The consent agreement, reached in December, with the Pa. Department of Environmental Protection and the U.S. Environmental Protection Agency, also requires Chesapeake to either clean up the affected wetlands and waterways or provide improvements to other sites. The unauthorized discharges impacted about 26 acres of wetlands and 2,326 linear feet of streams.
In 2014, after a similar wetland-related investigation in West Virginia and on the heels of a management shake-up, Chesapeake disclosed to DEP and EPA a number of possible violations, according to a DEP press release. This came after an internal environmental audit found the company repeatedly failed to identify wetland resources it its applications to develop oil and gas well sites between 2005 and 2014. The violations occurred in Beaver County in Western Pennsylvania, and also in Bradford, Sullivan, Susquehanna, and Wyoming counties.
“This settlement resolves many violations over several years and leads to a net increase of wetlands and restored streams,” said DEP Secretary Patrick McDonnell in a statement. He applauded Chesapeake for voluntarily disclosing the violations and agreeing come into compliance.

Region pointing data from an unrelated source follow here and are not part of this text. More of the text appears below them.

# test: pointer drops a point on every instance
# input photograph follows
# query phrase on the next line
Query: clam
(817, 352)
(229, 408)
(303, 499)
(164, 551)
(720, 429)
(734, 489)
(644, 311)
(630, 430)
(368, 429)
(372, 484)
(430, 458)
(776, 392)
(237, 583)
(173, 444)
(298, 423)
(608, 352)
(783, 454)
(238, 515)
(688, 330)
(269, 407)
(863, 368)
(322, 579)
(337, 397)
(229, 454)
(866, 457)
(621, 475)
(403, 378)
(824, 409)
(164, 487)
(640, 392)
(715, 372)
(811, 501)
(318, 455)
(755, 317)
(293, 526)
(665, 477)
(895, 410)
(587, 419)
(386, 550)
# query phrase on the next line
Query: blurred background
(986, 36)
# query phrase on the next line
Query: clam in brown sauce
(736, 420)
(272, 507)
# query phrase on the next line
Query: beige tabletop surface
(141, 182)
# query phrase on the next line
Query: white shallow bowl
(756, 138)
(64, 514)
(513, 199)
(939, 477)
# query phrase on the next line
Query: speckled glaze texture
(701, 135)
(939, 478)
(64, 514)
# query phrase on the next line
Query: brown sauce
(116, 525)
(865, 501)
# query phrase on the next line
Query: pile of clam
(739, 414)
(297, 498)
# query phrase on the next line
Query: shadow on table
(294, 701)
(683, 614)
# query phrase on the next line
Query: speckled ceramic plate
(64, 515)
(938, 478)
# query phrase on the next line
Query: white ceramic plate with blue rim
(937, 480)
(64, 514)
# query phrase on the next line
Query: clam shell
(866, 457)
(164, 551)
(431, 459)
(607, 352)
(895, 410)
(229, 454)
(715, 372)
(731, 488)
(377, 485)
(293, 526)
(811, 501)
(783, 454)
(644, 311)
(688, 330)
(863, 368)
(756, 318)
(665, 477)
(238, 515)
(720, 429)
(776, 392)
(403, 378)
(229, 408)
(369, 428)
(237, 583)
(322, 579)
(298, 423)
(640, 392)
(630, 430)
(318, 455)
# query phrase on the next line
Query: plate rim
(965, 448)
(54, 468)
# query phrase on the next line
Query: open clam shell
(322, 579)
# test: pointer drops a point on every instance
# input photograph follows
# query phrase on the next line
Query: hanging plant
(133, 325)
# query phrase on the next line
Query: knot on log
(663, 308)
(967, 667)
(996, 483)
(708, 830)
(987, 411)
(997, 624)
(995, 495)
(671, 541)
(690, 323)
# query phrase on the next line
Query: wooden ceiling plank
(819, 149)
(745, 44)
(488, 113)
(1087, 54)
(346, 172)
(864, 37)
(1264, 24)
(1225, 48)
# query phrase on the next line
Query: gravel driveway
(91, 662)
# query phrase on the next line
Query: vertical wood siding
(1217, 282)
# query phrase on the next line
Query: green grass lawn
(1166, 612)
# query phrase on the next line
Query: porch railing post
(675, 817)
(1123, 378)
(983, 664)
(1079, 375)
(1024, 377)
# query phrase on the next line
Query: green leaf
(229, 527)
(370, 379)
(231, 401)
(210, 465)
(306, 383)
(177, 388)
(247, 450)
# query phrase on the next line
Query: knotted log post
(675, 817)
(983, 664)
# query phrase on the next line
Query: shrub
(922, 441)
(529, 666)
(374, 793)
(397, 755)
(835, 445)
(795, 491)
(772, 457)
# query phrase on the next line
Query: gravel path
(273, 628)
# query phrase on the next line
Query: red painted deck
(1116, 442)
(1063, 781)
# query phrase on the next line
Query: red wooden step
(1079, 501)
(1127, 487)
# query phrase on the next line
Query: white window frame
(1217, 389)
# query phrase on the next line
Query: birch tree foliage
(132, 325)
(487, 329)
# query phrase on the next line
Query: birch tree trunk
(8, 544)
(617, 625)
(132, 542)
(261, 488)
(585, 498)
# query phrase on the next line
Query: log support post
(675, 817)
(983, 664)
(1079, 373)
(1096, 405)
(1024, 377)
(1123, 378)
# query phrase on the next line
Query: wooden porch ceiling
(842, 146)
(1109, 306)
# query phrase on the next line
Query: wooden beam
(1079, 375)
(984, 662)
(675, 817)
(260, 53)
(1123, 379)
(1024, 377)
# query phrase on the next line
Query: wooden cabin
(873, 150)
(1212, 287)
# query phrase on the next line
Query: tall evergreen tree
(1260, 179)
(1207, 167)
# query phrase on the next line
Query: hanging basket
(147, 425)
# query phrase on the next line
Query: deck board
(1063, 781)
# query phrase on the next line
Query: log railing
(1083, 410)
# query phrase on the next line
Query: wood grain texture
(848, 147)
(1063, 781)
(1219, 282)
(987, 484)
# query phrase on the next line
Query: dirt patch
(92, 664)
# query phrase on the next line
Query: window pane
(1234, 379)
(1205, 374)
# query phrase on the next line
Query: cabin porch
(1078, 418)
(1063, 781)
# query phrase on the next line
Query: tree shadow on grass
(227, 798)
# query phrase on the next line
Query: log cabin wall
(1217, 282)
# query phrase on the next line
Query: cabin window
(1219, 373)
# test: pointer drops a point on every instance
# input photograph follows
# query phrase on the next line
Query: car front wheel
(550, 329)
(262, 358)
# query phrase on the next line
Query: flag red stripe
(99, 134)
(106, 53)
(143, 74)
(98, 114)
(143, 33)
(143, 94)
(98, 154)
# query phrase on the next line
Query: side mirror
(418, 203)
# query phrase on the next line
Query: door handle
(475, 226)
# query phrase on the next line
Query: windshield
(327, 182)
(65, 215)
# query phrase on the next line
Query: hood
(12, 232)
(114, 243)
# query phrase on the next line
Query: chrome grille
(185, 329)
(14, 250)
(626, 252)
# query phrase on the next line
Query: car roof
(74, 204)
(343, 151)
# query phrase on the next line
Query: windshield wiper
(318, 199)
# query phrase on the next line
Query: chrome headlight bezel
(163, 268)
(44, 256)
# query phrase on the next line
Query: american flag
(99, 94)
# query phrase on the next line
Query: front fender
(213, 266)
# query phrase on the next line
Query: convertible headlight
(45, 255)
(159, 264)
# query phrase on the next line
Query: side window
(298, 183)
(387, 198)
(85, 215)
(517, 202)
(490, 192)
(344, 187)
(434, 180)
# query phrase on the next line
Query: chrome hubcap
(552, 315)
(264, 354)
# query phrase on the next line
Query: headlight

Both EPA and DEP permits are required before encroaching on waterways. “Filling wetlands illegally and damming streams can result in serious environmental consequences,” an EPA press release said. “Streams, rivers, and wetlands benefit the environment by reducing flood risks, filtering pollutants, recharging groundwater and drinking water supplies, and providing food and habitat for aquatic species.”
The consent decree negotiations were interrupted when Chesapeake and its affiliates filed for Chapter 11 bankruptcy in June 2020. The U.S. Bankruptcy Court in January approved Chesapeake’s reorganization plan, which included requirements for it to correct its wetland violations.
The consent decree is subject to a 30 day public comment period and final court approval. The $1.9 million fine will be split by DEP and EPA, with DEP’s portion going to its Oil and Gas Fund and Dam and Encroachments Fund.